Given the resilience of the Taliban, it’s become all too clear that a negotiated truce and political settlement must be forged sooner rather than later. An important, somewhat encouraging report put out recently by the Royal United Services Institute, a London-based think-tank, suggests the Taliban are ready for ceasefire talks and compromise as well—though it’s a solution that few Washington hawks could have countenanced 11 years ago.

The report, based on a number of interviews with senior Taliban figures (though their identities remain anonymous) conducted by four British and American South and Central Asia experts, makes a number of significant claims: the Taliban leadership—known as the Quetta shuraafter the Pakistani city where top leaders like Mullah Mohammad Omar are thought to have found safe haven—profoundly regrets its dealings with al-Qaeda and is prepared to renounce any ties to international terrorist outfits; despite certain bullish public utterances, the Taliban are willing to commit to parliamentary democracy, allow for modern education in schools and for girls to attend them; they are even willing to accept a U.S. military presence in the country beyond 2014, though insist for an end to drone strikes.

Of course, even if these Taliban assurances are true, there are major stumbling blocks.
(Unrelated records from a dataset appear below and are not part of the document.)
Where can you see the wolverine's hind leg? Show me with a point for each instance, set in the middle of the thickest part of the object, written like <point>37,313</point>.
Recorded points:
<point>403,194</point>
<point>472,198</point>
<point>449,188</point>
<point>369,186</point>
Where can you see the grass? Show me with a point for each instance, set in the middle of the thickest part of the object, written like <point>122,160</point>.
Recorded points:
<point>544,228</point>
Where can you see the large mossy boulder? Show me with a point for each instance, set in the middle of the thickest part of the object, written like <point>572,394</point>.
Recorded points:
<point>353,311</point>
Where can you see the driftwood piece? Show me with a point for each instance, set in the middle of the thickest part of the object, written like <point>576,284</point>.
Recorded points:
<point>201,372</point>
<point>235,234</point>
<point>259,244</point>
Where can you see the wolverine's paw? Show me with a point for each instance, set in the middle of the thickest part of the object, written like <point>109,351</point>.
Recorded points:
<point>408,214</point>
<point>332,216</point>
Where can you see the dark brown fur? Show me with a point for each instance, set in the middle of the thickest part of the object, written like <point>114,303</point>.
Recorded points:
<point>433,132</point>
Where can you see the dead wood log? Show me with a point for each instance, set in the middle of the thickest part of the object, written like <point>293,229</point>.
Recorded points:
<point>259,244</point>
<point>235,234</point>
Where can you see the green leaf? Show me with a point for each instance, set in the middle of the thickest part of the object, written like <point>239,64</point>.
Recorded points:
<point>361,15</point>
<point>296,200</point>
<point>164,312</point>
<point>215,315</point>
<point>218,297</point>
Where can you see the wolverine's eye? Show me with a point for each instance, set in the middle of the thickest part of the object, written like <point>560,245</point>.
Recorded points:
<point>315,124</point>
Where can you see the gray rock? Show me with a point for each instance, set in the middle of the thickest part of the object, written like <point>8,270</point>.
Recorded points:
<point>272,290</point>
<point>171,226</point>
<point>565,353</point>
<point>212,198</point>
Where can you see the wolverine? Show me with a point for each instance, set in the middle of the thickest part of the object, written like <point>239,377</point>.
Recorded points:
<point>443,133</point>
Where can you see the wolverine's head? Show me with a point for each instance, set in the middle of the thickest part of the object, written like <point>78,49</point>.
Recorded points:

The most glaring one is the Taliban refusal to cooperate with the supposedly corrupt government of Afghan President Hamid Karzai, a politico who, despite his growing unpopularity at home and in the West, will not disappear quietly from the public stage. Moreover, the role of Pakistan and the jihadist-sympathizers in its military remains pivotal, and there’s no sign yet of a clear break between the Afghan Taliban and their bases of support in Islamabad. At the same time, regional powers in India and Iran will be bent on preventing the Taliban from making their way back into power. A messy geopolitical conflagration looms, with Afghanistan yet again at risk of becoming the site of regional proxy wars.

The one reassuring conclusion of the RUSI report is that, unlike in the 1990s, the Taliban know they don’t have the resources to pull off a complete military victory in the country they once ruled through the backs of their Toyota pickups. Yet even for the world’s only superpower, the prospect of a decisive victory in Afghanistan has long dimmed. For all its initial zeal — and the blood and treasure spent — the U.S. won’t be able to author a happy ending in a part of the world it sought to remake 11 years ago.